NewsNational News


Thief uses mysterious electronic device to easily open locked car

Posted at 8:04 AM, Mar 11, 2015
and last updated 2015-03-11 08:04:49-04

SEATTLE -- A Seattle man is sharing a surveillance video that shows the frightening way thieves are using technology to break into cars. Watch the video as a man approaches Tom Dahl's truck in this driveway. He tries the handle, but the door is locked. So he takes off his backpack, moves it close to the window. Seconds later, he’s able to get inside.

“He opens the door up,” says Dahl. “The lights went on, it was disarmed.”

Dahl is glad the thief didn’t take his truck. All he did was rummage through the contents of his glove compartment.

“I was smart enough not to carry anything of value in there. That’s what he was looking for," Dahl said.

But Dahl is concerned about how the thief got in so easily.

“You used to have a wire that you slid down the window, when it was mechanical. But now it’s electronic,” Dahl said.

Cases like this are becoming more common across the region.

Lars Carlson said the man who broke into his car in January also appeared to be carrying something in a backpack.

"It’s running through codes automatically or it's a button they're pushing or something is happening. But whatever it does, it seems to trick the car into thinking he's got the legitimate keys," Carlson said.

Seattle police said they don’t know exactly what kind of device thieves are using, or how it works. But they are concerned.

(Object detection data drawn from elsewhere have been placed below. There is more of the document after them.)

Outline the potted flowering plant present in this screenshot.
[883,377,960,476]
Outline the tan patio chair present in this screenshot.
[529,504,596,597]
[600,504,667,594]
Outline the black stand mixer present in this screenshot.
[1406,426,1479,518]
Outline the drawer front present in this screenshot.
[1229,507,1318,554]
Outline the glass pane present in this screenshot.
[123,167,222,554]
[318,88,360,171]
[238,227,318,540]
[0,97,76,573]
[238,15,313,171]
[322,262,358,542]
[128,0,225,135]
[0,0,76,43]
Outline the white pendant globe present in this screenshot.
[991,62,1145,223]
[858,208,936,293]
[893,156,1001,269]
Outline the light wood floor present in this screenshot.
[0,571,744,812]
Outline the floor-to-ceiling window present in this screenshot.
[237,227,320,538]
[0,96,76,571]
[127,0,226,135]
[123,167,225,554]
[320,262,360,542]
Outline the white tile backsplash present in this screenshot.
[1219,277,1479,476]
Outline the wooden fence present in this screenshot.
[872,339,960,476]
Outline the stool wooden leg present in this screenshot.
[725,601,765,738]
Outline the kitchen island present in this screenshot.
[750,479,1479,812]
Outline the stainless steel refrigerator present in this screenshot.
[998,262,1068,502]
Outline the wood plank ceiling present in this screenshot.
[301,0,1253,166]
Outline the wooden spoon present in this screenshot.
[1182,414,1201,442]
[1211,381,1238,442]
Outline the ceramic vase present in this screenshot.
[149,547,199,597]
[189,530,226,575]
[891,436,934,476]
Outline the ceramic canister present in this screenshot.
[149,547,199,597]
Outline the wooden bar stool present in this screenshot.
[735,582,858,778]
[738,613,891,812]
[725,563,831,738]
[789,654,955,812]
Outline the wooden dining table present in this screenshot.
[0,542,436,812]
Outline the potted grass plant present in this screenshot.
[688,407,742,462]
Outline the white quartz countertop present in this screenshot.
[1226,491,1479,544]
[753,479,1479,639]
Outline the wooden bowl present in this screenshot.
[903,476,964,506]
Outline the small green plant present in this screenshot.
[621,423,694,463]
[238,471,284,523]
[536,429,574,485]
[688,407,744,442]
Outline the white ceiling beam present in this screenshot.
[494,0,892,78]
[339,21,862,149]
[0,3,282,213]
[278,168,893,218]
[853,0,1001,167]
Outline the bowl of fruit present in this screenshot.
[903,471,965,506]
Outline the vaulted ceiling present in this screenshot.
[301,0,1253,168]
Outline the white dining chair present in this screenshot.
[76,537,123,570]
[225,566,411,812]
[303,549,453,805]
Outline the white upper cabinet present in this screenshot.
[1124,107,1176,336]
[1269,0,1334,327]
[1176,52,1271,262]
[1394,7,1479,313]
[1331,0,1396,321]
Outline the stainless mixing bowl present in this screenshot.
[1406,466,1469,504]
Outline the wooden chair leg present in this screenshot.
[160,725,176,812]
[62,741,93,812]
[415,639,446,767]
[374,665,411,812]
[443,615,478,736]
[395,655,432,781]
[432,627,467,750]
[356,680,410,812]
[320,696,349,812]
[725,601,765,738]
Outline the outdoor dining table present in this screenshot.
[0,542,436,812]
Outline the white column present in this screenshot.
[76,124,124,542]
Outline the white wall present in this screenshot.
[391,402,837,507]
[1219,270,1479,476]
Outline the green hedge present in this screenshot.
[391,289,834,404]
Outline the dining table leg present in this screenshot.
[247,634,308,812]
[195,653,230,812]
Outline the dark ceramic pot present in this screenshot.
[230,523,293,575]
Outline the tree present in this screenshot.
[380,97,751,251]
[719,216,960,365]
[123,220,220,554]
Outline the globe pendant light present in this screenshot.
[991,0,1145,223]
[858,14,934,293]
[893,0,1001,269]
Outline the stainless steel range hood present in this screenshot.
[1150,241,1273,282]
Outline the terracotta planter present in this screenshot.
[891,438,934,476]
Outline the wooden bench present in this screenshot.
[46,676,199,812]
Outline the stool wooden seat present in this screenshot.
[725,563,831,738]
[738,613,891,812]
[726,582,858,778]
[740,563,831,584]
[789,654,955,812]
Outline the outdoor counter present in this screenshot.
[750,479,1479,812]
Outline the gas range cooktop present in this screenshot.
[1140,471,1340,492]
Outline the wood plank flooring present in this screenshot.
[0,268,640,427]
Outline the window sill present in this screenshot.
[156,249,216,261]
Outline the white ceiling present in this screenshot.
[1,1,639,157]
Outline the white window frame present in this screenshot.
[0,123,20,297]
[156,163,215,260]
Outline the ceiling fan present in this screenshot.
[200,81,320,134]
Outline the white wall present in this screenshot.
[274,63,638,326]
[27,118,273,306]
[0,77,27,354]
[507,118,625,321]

“As technology adapts, criminals adapt,” said police Capt. Eric Sano. “We have to be one step ahead of the criminals and to figure it out.”

Dahl said automakers need to do something to give people a little more security. But until that happens, he’s going to share this video with as many neighbors as he can.

“I hope other people pay attention, make sure things are secure and locked, and don’t keep things in your car that are of any value.”